Do you ever wonder how God weaves all of our unique experiences together for his purposes? Read this story from my trip to Micronesia in May of 2013 to learn about one families experience.
For Peter and Robin Knapp, the way to Micronesia has been long, with many unexpected twists and turns. The paths of those who choose to follow Christ are never dull, as Peter and Robin can readily attest.
Peter Finds His Place
When Peter, who grew up in Germany, was nearing high school graduation, he decided to pursue the study of theology. But he faced a problem. He knew pastors delivered sermons once a week, but he didn’t know what they did the rest of the time.
That night as he prepared for bed, he prayed, “God, if you’ll show me what it is [pastors] need to let people know, I will study theology. Otherwise I’ll study something else.”
At that time, everyone in Germany was being drafted. Because Peter was a conscientious objector, he did alternative service at a Christian retreat center run by the Liebenzell Mission. He heard the gospel as he had never heard it before, and it puzzled him.
He decided to pay a visit to the center’s counselor. There Peter committed his life to Christ. “I knew I had new life. And I knew then what it was that other people needed to know.”
Peter applied for seminary in Switzerland and soon found joy in studying the Bible in its source languages. But Peter still did not believe he had the ability to pastor.
He heard missionaries speak about Bible translation and wondered if somehow that could be a place for him to fill. Could he somehow help missionaries with languages?
Soon after he attended a weeklong seminar presented by Wycliffe Germany. After the regular sessions, they taught people how to learn the sounds of languages and how to learn unwritten languages and develop alphabets for them.
Peter knew he had found his place. He applied at once to Wycliffe and was accepted.
Far away in the north-central US, Robin attended church regularly with her parents. At six-years old she decided she needed to become a follower of Jesus.
Robin’s family then moved to the Marshall Islands in the South Pacific for five years because of her father’s employment. During that time they met some missionaries to Micronesia and had Micronesian friends.

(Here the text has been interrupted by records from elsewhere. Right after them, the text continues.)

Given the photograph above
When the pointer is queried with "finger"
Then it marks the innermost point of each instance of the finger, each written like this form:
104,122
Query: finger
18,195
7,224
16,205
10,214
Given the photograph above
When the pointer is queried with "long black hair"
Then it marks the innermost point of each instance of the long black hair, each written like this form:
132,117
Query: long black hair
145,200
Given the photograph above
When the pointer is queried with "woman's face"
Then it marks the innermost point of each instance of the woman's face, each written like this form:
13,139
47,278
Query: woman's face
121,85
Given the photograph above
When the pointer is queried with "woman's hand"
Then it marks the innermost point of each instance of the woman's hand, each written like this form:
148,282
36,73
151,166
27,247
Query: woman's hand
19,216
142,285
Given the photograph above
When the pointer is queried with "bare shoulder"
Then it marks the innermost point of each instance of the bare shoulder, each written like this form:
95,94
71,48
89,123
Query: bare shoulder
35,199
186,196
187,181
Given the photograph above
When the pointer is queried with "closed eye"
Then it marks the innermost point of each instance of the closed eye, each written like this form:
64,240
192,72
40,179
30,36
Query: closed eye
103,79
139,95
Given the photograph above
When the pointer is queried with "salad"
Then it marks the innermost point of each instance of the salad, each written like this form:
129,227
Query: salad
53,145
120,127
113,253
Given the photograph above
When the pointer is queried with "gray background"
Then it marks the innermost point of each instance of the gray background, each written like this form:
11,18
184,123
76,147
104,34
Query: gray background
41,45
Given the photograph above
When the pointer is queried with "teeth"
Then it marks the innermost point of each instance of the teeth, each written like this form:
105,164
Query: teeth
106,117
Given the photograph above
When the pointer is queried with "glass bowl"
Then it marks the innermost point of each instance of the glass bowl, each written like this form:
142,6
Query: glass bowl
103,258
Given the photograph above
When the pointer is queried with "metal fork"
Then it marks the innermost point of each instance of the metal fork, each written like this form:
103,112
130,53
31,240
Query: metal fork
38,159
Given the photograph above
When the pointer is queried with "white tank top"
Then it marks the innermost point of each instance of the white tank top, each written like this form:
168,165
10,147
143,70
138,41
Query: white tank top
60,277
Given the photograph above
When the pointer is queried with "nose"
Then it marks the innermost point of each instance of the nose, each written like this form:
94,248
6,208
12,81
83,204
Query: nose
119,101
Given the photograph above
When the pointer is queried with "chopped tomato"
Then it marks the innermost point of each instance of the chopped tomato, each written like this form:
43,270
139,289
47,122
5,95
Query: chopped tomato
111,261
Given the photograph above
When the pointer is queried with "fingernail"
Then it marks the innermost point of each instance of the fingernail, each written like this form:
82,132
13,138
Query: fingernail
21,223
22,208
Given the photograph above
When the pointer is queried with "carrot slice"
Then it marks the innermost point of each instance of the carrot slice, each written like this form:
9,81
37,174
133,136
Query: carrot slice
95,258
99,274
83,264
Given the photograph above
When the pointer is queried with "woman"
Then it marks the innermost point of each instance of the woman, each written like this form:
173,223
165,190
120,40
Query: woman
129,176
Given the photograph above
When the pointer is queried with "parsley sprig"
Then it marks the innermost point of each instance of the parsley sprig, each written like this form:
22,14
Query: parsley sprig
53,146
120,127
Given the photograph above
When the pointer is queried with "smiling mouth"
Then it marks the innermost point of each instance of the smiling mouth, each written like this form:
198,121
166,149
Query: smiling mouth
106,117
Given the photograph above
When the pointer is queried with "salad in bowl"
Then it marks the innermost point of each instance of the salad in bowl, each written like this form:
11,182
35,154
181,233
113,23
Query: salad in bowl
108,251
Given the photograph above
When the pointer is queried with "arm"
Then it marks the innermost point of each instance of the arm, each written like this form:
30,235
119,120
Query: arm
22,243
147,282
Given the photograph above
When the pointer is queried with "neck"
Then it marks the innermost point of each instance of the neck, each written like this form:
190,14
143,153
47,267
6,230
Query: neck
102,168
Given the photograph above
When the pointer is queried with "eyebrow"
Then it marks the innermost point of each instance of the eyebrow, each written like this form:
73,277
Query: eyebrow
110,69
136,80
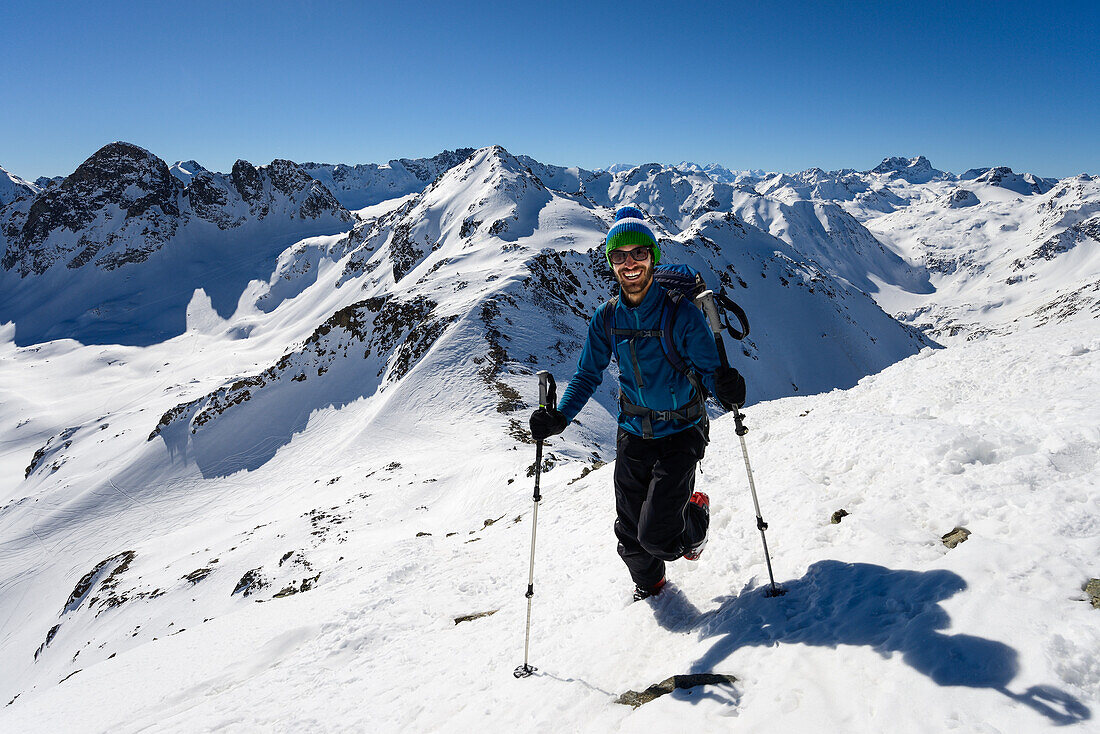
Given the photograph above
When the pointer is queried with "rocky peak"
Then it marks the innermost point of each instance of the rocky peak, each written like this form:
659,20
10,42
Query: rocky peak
246,181
120,174
186,170
12,187
915,171
1004,177
427,170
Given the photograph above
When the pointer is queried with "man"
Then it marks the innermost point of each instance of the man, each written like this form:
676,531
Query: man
662,420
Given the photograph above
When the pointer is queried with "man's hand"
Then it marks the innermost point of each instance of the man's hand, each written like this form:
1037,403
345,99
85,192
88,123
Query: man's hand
729,387
547,423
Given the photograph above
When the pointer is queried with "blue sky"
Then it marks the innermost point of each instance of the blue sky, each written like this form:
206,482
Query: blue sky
781,86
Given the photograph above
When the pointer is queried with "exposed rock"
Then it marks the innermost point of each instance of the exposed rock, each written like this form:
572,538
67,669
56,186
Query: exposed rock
305,584
476,615
637,698
956,536
250,583
108,585
50,638
1092,589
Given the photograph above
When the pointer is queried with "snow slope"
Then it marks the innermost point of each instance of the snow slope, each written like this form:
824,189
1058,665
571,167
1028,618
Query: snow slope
278,515
881,626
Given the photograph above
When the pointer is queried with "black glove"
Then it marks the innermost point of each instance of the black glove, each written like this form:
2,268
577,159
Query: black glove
729,387
547,423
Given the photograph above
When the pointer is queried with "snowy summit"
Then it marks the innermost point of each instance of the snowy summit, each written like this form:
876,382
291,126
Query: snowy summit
267,462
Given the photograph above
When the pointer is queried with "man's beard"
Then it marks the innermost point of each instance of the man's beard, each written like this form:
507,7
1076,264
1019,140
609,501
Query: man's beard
638,285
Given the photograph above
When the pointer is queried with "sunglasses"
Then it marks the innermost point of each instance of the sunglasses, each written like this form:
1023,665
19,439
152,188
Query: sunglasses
638,254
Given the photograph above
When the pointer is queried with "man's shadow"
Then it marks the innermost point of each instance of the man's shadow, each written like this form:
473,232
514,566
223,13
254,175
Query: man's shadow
889,611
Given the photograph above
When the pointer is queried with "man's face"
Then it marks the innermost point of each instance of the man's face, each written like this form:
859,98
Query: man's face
634,275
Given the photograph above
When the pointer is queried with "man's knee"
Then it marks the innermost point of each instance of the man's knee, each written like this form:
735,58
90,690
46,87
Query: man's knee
661,543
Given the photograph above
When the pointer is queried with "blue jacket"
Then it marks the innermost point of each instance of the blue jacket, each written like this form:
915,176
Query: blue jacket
663,387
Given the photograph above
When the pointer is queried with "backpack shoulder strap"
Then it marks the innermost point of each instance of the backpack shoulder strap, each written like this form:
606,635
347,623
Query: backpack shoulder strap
609,307
668,319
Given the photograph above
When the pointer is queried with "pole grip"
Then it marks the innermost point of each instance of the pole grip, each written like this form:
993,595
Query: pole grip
548,390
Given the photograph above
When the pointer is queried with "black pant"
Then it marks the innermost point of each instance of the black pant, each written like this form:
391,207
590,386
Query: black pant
653,481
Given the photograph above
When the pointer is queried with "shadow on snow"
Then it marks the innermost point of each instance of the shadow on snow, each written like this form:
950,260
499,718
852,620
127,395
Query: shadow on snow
889,611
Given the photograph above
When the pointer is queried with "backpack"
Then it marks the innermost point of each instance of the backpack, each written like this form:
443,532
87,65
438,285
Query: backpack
682,284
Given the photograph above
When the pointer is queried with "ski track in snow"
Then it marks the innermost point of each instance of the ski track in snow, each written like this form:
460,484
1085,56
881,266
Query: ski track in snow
881,626
300,563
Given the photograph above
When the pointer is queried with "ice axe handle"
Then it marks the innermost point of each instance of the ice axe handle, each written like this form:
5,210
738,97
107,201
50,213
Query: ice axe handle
705,302
548,390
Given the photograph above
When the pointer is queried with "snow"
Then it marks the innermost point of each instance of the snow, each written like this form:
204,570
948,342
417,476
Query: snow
290,555
1000,436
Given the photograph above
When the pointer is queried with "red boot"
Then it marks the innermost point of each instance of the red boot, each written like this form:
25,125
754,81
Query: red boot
700,500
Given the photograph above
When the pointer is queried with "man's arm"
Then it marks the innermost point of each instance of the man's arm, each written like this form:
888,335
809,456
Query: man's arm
595,357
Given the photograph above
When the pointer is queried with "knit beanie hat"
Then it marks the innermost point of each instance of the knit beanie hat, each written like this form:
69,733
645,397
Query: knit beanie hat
630,230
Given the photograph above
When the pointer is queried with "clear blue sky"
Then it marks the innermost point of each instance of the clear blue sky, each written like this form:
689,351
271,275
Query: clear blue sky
754,85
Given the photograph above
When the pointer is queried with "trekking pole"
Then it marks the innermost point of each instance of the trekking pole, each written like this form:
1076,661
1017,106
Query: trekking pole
548,396
706,299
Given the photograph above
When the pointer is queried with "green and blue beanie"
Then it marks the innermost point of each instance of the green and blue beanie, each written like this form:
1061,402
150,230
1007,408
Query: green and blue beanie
629,230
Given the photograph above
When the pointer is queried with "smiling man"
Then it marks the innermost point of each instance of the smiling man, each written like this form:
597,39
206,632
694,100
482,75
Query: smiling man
663,427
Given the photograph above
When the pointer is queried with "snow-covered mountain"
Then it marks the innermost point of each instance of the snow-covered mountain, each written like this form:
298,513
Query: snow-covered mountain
116,251
367,184
309,469
12,187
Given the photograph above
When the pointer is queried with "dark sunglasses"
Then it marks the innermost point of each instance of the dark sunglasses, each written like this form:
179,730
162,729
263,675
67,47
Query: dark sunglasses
638,254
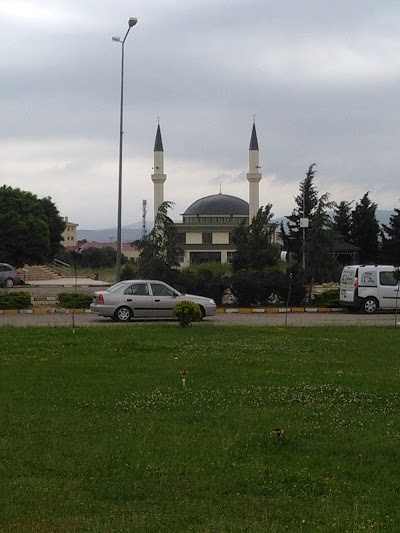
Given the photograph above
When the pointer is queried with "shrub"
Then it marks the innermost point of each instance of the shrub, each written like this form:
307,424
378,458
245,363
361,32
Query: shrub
187,312
70,300
15,300
328,298
263,287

Years later, at about age 16, Robin went to Ecuador as an exchange student. At that point, God had already been speaking to her about serving in another country.
While Robin was in college, she began dabbling in languages, graduating with a BA in Spanish. She also learned some French and Russian.
After reading a book about Wycliffe’s founder and hearing a Wycliffe pilot speak at a nearby church, Robin decided to join Wycliffe USA. She went to study linguistics at SIL in the south-central US. There she met Peter.
At last their paths had dovetailed, and Peter and Robin began on the next part of their journey as husband and wife.
For the first seven years of their ministry together, Peter and Robin worked on a translation in Siberia. A friend from Khakasia (a small province in eastern Siberia) urged them to translate the Bible into her language.
As the Siberian work progressed, the Knapps’ friend would periodically tell them she’d been applying what she’d been learning from scripture. She said, “I think these principles are actually working!”
From Snow to Sand
When the Knapps’ work in Siberia came to a close, they were not sure where to go next, but God opened a new door. The SIL* Pacific Group was establishing a minor in Bible translation at the Pacific Islands University (PIU) in Guam, and Peter and Robin were invited to serve as instructors.
“It never dawned on me that I might go back to Micronesia,” explains Robin. “…for me it was like returning home.”
On the same day Peter and Robin agreed to join PIU’s staff, the SIL Pacific Group director forwarded them a request from the Mwoakilloa language community. They were asking for someone to help them with their Bible translation program. Peter and Robin agreed to be their advisors.
“That just blew my mind,” Peter says. “They could have started their project on any day, but they started it the very day we called to accept positions at the university.”
Since arriving in Micronesia in 2012, the Knapps can see how, even years ago, God was weaving Micronesia and PIU into their lives.
“I thrive on seeing students begin to understand,” Peter says. “This is the best thing I can do.”
Robin agrees. “Scripture is the only thing you can ever really leave someone.”
Article by Kristel Ortiz
Photos by Elyse Patten and Heather Pubols
* SIL International is a faith-based nonprofit organization that serves language communities worldwide.
This story was written for the Wycliffe News Network.